O sucesso de Castlevania realmente dependia tanto assim de Koji?

  Depois de trabalhar em Order of Ecclesia, a Konami se agarrou ao símbolo que Castlevania se tornou, lucrando através de relançamentos, como o Castlevania Collection ou o Castlevania Requiem. Também houve a tentativa de reboot, na mini-franquia Lords of Shadow, mas que depois de três jogos também segue ignorada. Com isso totalizam-se doze anos desde que o último metroidvania da franquia foi lançado, e seis desde o último título do reboot hack and slash. Com Grimoire of Souls acabando, a última notícia da franquia foi no início do ano, e Symphony of the Night chegando à plataforma mobile, sendo novamente, um relançamento, isso tudo e muito mais fez a Konami ganhar fama de mercenária, algo que ela infelizmente faz jus...

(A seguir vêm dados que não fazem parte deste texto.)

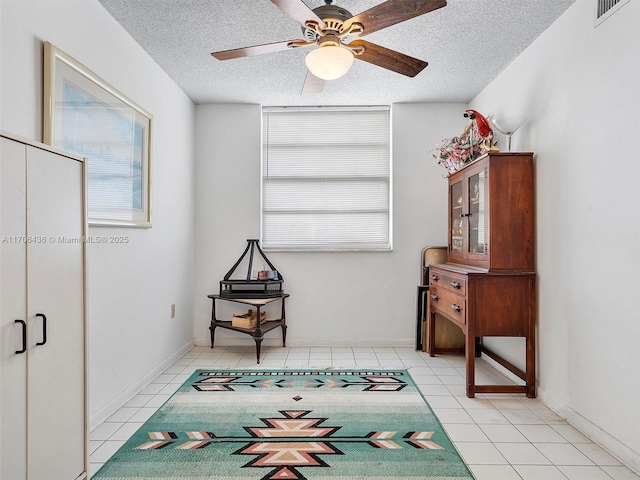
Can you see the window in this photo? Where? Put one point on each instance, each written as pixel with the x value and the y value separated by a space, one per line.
pixel 326 178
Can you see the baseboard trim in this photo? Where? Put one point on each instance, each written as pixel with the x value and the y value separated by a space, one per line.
pixel 119 400
pixel 276 341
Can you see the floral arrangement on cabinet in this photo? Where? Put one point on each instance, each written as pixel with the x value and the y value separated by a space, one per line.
pixel 476 140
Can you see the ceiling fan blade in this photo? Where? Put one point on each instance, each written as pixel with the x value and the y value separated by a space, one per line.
pixel 389 59
pixel 392 12
pixel 249 51
pixel 297 10
pixel 312 84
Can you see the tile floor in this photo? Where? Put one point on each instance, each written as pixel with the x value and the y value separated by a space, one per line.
pixel 501 437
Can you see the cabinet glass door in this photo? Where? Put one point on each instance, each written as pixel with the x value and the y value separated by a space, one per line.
pixel 455 222
pixel 477 240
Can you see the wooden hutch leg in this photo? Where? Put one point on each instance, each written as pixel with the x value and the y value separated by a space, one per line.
pixel 470 357
pixel 432 333
pixel 212 327
pixel 284 324
pixel 531 342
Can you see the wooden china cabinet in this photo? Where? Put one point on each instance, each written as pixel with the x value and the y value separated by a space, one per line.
pixel 487 286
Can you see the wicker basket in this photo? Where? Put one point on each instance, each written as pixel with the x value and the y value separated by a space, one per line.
pixel 248 320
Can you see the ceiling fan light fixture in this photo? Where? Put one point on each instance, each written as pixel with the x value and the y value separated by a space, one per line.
pixel 329 62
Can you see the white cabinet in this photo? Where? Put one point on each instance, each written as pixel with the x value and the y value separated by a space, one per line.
pixel 43 378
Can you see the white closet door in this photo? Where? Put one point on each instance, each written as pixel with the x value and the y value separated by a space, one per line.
pixel 13 366
pixel 55 273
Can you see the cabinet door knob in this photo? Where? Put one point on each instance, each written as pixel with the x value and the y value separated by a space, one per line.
pixel 24 337
pixel 44 328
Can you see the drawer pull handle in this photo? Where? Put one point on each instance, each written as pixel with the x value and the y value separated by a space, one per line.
pixel 44 328
pixel 24 337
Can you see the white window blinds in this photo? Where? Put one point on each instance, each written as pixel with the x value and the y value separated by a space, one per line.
pixel 326 178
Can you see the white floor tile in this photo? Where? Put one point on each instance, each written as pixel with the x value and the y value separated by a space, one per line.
pixel 106 450
pixel 465 432
pixel 541 434
pixel 503 434
pixel 494 472
pixel 597 454
pixel 480 453
pixel 584 473
pixel 539 472
pixel 620 473
pixel 522 454
pixel 563 454
pixel 500 436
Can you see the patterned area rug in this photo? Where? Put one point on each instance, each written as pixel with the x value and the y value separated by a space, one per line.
pixel 290 425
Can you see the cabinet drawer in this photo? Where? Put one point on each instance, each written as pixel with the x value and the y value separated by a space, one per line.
pixel 448 281
pixel 448 304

  Isso tudo nos leva, inevitavelmente, a lembrar como a empresa não tem mantido esse tratamento apenas com Castlevania, já que franquias como Metal Gear Solid foram longamente estendidas além do que sua mente criadora, Hideo Kojima, pretendia. Silent Hill teve seu projeto mais ambicioso, Silent Hills, descontinuado e cancelado pouco após o P.T. ter sido lançado. Posteriormente, o próprio Koji Igarashi comentou sobre o caso do Kojima e o defendeu, citando como a "Konami tem uma certa maneira de intimidar funcionários e causar falta de informações."

  Isso tudo nos leva à parte mais triste desta história. Os mais prejudicados nessa história toda, além das franquias e o público, são os funcionários da empresa. Em 2015, o site da Kotaku publicou as informações sobre como os funcionários são "tratados como prisioneiros", e infelizmente essa é a impressão que fica mesmo. Entre as informações listadas, vemos que foram reportados casos de computadores que não eram conectados à internet, câmeras monitorando os movimentos dos funcionários, e até desenvolvedores sendo realocados para cargos nos pachinkos, segurança e limpeza, não possuírem um e-mail permanente da companhia, encarregados de contato com gente fora da empresa tem seus endereços mudados aleatoriamente todo mês, e já houve relato de um desenvolvedor realocado para as máquinas de pachinko, que saiu da empresa, mas seu tempo lá lhe rendeu depressão. E pode-se até argumentar sobre como essas informações vieram de 5 anos atrás, mas elas também vêm de muito tempo atrás. Castlevania 3, de 1989, sofreu com a prioridade que a Konami deu ao game das tartarugas ninja, que havia apresentado mais lucro, e o time de Castlevania teve que sobreviver e trabalhar com pouco, assim como outros times que não mostravam tanto lucro quanto Tartarugas Ninja.

  E os pachinkos...
  Bem, em resumo, são máquinas de jogos de azar, já que lá no japão a prática dos fliperamas sempre continuou bem forte, e a Konami também participa desse mercado, com pachinkos temáticos de Castlevania, Silent Hill, Metal Gear Solid, e outras empresas e franquias também. O método é um bom jeito de lucrar bastante dinheiro em pouco tempo, assim como os jogos mobile. Isso mantém alguns nomes de franquias "ativos" e ainda rende muito pra empresa. No meio disso tudo e o cancelamento de Grimoire of Souls, lembramos da ótima série de Castlevania da Netflix, que pelo jeito pode não continuar, por envolvimento do roteirista com relatos de assédio, e logo logo mais um jogo mobile vindo, chamado Moon Night Rhapsody.

O que podemos esperar? 

  Só ter esperança de que um dia a empresa possa voltar a fazer bom uso de suas franquias. A Konami nunca ligou, mas lá dentro tinha gente disposta e apaixonada pelo o que faziam. E pouco a pouco, essas pessoas foram e vão embora.

Bom...o que é a Konami? Apenas uma miserável pilha de segredos (apesar de escancarados).